My heart goes out to Justine Damond and her family, it really does. I cannot begin to fathom the heartache that her family, friends and community are going through. And I can only assume that, given a choice, Justine would rather be alive honouring her life than recognized as some tragic casualty. She deserves better. She deserves justice, as do all of the victims who have lost their lives as a result of over-zealous police officers who were shielded by the anthem, "I feared for my life."
Already I can see that this case is unfolding unlike any other police shooting that we have come across:
In less than a week we have the officer's name, race and religion. How often does that happen?
2. The officer offered condoloences
Instead of hiding behind the badge like many of the officers do, and perhaps rightly so, police officer Noor offered his thoughts and prayers to Justine's family in a statement. And, while this was no full-on confession, there were some that believe his words could be him accepting some accountability for his actions. On the other hand, it could also be that Officer Noor felt compelled to do so because he was aware that he had shot and killed an unarmed white woman. The question then becomes: would Noor have apologized had he shot and killed an unarmed black man or an unarmed black woman, for that matter?

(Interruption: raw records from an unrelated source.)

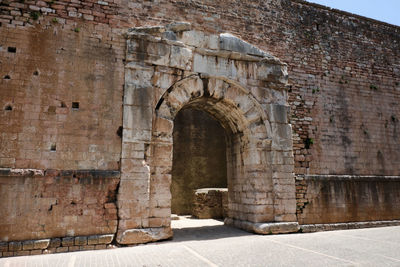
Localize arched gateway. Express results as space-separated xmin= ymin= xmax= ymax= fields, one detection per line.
xmin=117 ymin=22 xmax=298 ymax=244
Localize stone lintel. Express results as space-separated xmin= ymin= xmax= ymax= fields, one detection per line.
xmin=224 ymin=218 xmax=300 ymax=234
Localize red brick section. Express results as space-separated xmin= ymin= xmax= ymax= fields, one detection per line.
xmin=1 ymin=0 xmax=399 ymax=175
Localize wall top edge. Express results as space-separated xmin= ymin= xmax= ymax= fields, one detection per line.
xmin=0 ymin=168 xmax=120 ymax=178
xmin=297 ymin=174 xmax=400 ymax=181
xmin=292 ymin=0 xmax=400 ymax=30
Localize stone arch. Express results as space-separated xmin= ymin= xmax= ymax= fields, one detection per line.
xmin=152 ymin=74 xmax=275 ymax=226
xmin=117 ymin=23 xmax=298 ymax=244
xmin=155 ymin=75 xmax=272 ymax=139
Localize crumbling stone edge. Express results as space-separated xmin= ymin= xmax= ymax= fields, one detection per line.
xmin=0 ymin=234 xmax=115 ymax=258
xmin=224 ymin=218 xmax=400 ymax=235
xmin=300 ymin=220 xmax=400 ymax=233
xmin=2 ymin=220 xmax=400 ymax=257
xmin=224 ymin=218 xmax=300 ymax=234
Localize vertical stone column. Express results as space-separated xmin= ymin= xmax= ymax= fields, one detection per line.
xmin=117 ymin=62 xmax=161 ymax=244
xmin=268 ymin=104 xmax=297 ymax=222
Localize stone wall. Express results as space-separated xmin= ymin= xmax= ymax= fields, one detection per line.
xmin=172 ymin=109 xmax=227 ymax=215
xmin=0 ymin=234 xmax=114 ymax=257
xmin=0 ymin=14 xmax=123 ymax=170
xmin=0 ymin=0 xmax=399 ymax=256
xmin=192 ymin=188 xmax=228 ymax=219
xmin=1 ymin=0 xmax=398 ymax=175
xmin=0 ymin=169 xmax=119 ymax=242
xmin=118 ymin=24 xmax=296 ymax=243
xmin=296 ymin=175 xmax=400 ymax=224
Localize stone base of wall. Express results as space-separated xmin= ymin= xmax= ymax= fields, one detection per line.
xmin=224 ymin=218 xmax=300 ymax=234
xmin=116 ymin=227 xmax=172 ymax=245
xmin=296 ymin=175 xmax=400 ymax=224
xmin=300 ymin=220 xmax=400 ymax=233
xmin=192 ymin=188 xmax=228 ymax=219
xmin=0 ymin=234 xmax=114 ymax=258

3. The victim wasn't villainized
In this case there was no rush to make the victim complicit in their own murder, as in the cases of unarmed black men, women and children. With these darker victims, the media is quick to inform us of the their alleged past criminal history, if any. We know instantly if they grew up or lived in a single-family home, suffered any mental illnesses or smoked marijuana. Inevitably, the most "thuggish-looking" photo is shown all across the media. In contrast, when we learned about Justine's death, we learned that Justine was loved by her family, friends and community, and that she was a life coach and yoga and meditation instructor who planned to marry in a few weeks.

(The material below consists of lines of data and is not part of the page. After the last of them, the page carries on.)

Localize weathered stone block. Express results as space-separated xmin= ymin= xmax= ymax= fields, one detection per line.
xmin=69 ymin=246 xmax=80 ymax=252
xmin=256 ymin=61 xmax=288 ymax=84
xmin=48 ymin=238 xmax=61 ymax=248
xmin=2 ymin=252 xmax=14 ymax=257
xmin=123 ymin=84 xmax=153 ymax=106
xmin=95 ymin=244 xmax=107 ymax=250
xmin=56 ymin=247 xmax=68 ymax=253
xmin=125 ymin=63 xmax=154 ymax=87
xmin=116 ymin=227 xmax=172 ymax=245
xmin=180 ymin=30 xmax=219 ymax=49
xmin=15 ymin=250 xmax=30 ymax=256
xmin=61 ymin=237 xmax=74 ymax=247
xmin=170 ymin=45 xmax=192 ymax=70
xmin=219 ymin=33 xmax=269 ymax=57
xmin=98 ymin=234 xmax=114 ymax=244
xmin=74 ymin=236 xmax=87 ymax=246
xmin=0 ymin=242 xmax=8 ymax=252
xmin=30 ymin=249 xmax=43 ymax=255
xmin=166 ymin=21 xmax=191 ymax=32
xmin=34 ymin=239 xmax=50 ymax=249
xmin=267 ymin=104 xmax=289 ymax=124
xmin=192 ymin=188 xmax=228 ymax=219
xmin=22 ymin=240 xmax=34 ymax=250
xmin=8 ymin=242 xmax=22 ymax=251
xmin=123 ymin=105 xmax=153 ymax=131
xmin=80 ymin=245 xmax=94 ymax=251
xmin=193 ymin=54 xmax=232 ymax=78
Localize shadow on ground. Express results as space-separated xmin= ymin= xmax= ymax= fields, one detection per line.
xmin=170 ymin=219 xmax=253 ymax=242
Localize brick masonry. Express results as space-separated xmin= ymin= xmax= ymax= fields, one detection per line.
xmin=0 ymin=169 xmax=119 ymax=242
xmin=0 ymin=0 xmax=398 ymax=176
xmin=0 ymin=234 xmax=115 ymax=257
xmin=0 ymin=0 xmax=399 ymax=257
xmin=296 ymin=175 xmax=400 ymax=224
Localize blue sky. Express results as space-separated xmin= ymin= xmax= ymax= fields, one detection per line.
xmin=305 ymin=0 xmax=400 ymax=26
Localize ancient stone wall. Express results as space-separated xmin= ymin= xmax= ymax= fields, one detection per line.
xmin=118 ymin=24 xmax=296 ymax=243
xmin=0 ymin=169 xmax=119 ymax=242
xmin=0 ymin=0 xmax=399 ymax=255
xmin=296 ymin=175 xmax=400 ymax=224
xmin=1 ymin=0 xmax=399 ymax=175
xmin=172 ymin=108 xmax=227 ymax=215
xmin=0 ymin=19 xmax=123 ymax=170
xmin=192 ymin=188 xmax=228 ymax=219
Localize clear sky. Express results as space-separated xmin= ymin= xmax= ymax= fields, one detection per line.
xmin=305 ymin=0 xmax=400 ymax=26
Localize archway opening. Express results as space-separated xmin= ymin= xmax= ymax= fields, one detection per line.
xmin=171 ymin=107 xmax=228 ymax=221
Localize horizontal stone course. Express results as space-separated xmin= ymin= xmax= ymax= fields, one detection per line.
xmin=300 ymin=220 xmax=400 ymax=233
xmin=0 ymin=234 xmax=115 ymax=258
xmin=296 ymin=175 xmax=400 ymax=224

So, what's to become of officer Noor? Will there be justice for Justine or will officer Noor's recent apology be enough to find him not guilty?
In many instances when an officer is charged or accused of killing an unarmed American citizen, officers stand together wearing their Blue Lives like a badge of honour. The question is: will this same "band of brothers" stand with officer Noor, a Muslim Somali policeman who killed an unarmed, presumably innocent white woman? The answer is yet to be determined.